State-of-the-art technology has been employed in a documentary that aims to shed light on the events that led to last year's Costa Concordia cruise ship disaster. The National Geographic Channel film, aired on 10 January, included footage from the ship simulator at Plymouth University's £19 million Marine Building. The simulator, which includes a 240-degree scan and realistic control panel, was used to replicate the instrument movement leading up to the liner's running aground and to produce simulations of radar displays and course plotting. The circumstances of the ship's capsizing, in which 32 people died, remain the subject of legal proceedings in Italy.

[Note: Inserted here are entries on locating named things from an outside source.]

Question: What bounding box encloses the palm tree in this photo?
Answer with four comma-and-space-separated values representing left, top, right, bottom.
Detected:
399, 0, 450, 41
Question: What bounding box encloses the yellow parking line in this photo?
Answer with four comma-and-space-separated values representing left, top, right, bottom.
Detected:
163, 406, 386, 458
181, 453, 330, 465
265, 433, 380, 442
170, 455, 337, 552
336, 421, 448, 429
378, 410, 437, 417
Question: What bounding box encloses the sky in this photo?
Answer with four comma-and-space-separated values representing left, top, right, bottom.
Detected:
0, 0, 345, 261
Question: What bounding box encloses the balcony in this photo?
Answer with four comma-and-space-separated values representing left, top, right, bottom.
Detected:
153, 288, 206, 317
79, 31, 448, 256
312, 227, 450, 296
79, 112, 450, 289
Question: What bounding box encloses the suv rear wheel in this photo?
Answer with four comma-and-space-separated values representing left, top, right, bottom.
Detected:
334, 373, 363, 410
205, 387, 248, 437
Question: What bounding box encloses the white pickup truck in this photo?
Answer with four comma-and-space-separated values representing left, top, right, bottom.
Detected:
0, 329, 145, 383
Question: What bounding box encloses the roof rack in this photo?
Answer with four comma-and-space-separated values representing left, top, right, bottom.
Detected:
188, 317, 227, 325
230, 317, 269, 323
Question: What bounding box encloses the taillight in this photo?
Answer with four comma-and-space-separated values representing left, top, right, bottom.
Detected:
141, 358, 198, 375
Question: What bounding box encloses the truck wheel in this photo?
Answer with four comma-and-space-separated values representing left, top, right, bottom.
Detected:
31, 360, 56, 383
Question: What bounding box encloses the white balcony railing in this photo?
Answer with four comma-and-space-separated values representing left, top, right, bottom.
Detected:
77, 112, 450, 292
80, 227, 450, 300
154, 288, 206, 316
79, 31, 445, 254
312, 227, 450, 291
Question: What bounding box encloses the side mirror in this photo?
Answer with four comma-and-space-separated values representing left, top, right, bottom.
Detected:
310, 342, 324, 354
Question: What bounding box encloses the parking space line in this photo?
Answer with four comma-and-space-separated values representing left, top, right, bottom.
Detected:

Queen Mary, University of London

Jointed-up thinking

A university has been awarded £1.2 million to run clinical trials on new rheumatoid arthritis treatments. The study, by Queen Mary, University of London, which will be carried out in partnership with Barts Health NHS Trust, will test whether it is possible to predict which patients will respond positively to a particular therapy and thereby tailor their treatment. If the study is successful, it could help to improve patient care for the 400,000 people in the UK affected by the autoimmune disease, which causes painful joints, and save the NHS as much as £8 million a year. There is no cure for the disease, but some patients have responded to powerful "biological therapies" created over the past decade. The trials will seek to determine which patients may benefit from the expensive treatment.

University of Bath

Nerves centre

A university-NHS partnership in the South West is expected to open a specialist centre for psychological disorders. The Centre for Specialist Psychological Treatments of Anxiety and Related Problems, a collaboration between the University of Bath and Avon and Wiltshire Mental Health Partnership NHS Trust, will focus on the assessment, treatment, training and research for psychological problems such as obsessive compulsive disorder, panic and phobias including agoraphobia. The centre aims to fill a gap in highly specialist evidence-based treatment for a range of disorders, thereby reducing the need for service users to travel long distances to national centres in London.

Leeds Trinity University

Gift of the Gabby

One of the 10 institutions recently awarded university title has appointed television presenter Gabby Logan as its first chancellor. Leeds Trinity University, which was founded as a Catholic teacher training college, was awarded university status at the end of last year. Leeds-born Ms Logan, who is a Catholic and a Durham University law graduate, said the university's "ethos" was very close to her own, adding that the "enormous benefit" she had derived from her law degree made her "a firm believer in the importance of higher education". Leeds Trinity's new vice-chancellor, Margaret House, said: "To have someone as impressive as Gabby as our first chancellor says much for what Leeds Trinity can achieve in the future."

Tough act to follow

A drama school has opened its archives for an exhibition to celebrate the 150th anniversary of the birth of the acting guru Konstantin Stanislavski. Rare photographs of the influential Russian theorist from the archives of the Rose Bruford College of Theatre and Performance, based in Southeast London, have gone on show at Pushkin House in Bloomsbury. The exhibition, Stanislavski on Stage, features photos of productions by the influential director at the Moscow Art Theatre and runs from 16 January to 12 February. The opening of the show coincides with anniversary events being celebrated at the theatre in Moscow on 17-18 January, where Michael Earley, principal of Rose Bruford College, will speak.